Government has accepted this approach and in response will increase the cash basis threshold, so that thousands more landlords will be able to pay tax based simply on the difference between money they have taken in and what they have paid out.
Some respondents felt that there should be no entry threshold whereas others felt that the cash basis was not suitable for large unincorporated property businesses therefore a maximum income threshold has been set.
Under the cash basis, landlords will not need to declare income until it is actually received, meaning that any tax on the profits of the property business would not be paid until the rent is received. Landlords opting to use accruals accounting will have to include the income tenants should have paid as income for that year, despite not yet receiving it.
The amendment to the threshold will be effective for the 2017-18 and the subsequent tax years.
HMRC suggested, in the consultation documents released in August 2016, that landlords with annual business income below £10,000 will not be required to keep their business records digitally or provide quarterly updates to HMRC, but they will still be able to use the optional cash basis.
After outcry from MPs and businesses saying that the proposed exemption threshold was too low, government has now agreed to review the proposed £10,000 threshold which will be confirmed before the new rules on Making Tax Digital are laid out in the Finance Bill in July.

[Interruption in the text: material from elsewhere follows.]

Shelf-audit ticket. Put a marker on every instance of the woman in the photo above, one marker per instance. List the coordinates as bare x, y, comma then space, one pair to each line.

It is expected that up to 2.5m property business will use the simplified cash basis.
In a similar Making Tax Digita consultation on Simplifying tax for unincorporated businesses the majority of respondents supported simplifying the tax system which will be done by increasing the entry threshold for the cash basis to £150,000 and simplifying the rules on capital and revenue expenditure within the cash basis to make it easier for businesses to work out whether expenditure is deductible.
Draft legislation and an HMRC impact assessment for MTD have been issued today.